Anisotropic charge trapping in phototransistors unlocks ultrasensitive polarimetry for bionic navigation

Being able to probe the polarization states of light is crucial for applications from medical diagnostics and intelligent recognition to information encryption and bio-inspired navigation. Current state-of-the-art polarimeters based on anisotropic semiconductors enable direct linear dichroism photodetection without the need for bulky and complex external optics.
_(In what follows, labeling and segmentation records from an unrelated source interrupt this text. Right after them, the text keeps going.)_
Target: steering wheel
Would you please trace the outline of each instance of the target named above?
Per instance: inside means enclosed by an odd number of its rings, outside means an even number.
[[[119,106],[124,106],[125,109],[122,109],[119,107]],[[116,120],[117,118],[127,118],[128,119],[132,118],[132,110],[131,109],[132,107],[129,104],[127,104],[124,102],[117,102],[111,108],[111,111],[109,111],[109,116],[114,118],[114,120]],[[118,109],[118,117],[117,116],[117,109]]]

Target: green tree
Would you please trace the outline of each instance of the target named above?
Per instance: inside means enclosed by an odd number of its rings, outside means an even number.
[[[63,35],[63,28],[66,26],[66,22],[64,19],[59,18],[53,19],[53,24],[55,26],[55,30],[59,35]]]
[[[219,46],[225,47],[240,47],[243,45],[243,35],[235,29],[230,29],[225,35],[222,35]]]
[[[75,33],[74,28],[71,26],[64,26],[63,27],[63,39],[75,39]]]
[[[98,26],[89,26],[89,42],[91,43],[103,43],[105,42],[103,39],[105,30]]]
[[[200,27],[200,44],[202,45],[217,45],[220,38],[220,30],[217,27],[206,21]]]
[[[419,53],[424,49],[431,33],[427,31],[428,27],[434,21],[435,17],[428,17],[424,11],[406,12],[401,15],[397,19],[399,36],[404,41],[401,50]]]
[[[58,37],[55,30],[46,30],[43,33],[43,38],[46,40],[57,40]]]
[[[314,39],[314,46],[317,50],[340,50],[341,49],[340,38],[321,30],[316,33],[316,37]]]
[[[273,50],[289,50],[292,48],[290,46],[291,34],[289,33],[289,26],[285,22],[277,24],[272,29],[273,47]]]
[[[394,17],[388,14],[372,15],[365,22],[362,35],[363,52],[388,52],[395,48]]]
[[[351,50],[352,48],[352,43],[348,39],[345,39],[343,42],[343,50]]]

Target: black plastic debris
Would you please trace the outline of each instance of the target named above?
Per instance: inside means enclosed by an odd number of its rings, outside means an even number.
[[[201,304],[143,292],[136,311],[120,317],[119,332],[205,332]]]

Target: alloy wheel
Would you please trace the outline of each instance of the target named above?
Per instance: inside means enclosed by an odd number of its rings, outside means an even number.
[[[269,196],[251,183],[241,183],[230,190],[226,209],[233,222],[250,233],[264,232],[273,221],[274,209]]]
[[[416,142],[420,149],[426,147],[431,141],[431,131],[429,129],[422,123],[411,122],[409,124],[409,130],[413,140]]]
However, their polarization sensitivity is restricted by the inherent optical anisotropy, leading to low dichroic ratios of typically smaller than ten. Here, we unveil an effective and general strategy to achieve more than 2,000-fold enhanced polarization sensitivity by exploiting an anisotropic charge trapping effect in organic phototransistors. The polarization-dependent trapping of photogenerated charge carriers provides an anisotropic photo-induced gate bias for current amplification, which has resulted in a record-high dichroic ratio of >10(4), reaching over the extinction ratios of commercial polarizers. These findings further enable the demonstration of an on-chip polarizer-free bionic celestial compass for skylight-based polarization navigation. Our results offer a fundamental design principle and an effective route for the development of next-generation highly polarization-sensitive optoelectronics. The direct linear dichroism photodetection without external optics is crucial for applications. Here, Jie et al. exploit the anisotropic charge trapping in organic phototransistors to achieve the dichroic ratio of 10(4) and to demonstrate a polarizer-free celestial compass for bio-inspired navigation.

Automated summary

Being able to probe the polarization states of light is crucial for various applications. By exploiting anisotropic charge trapping in organic phototransistors, the researchers achieved ultra-high polarization sensitivity and demonstrated a polarizer-free celestial compass for navigation.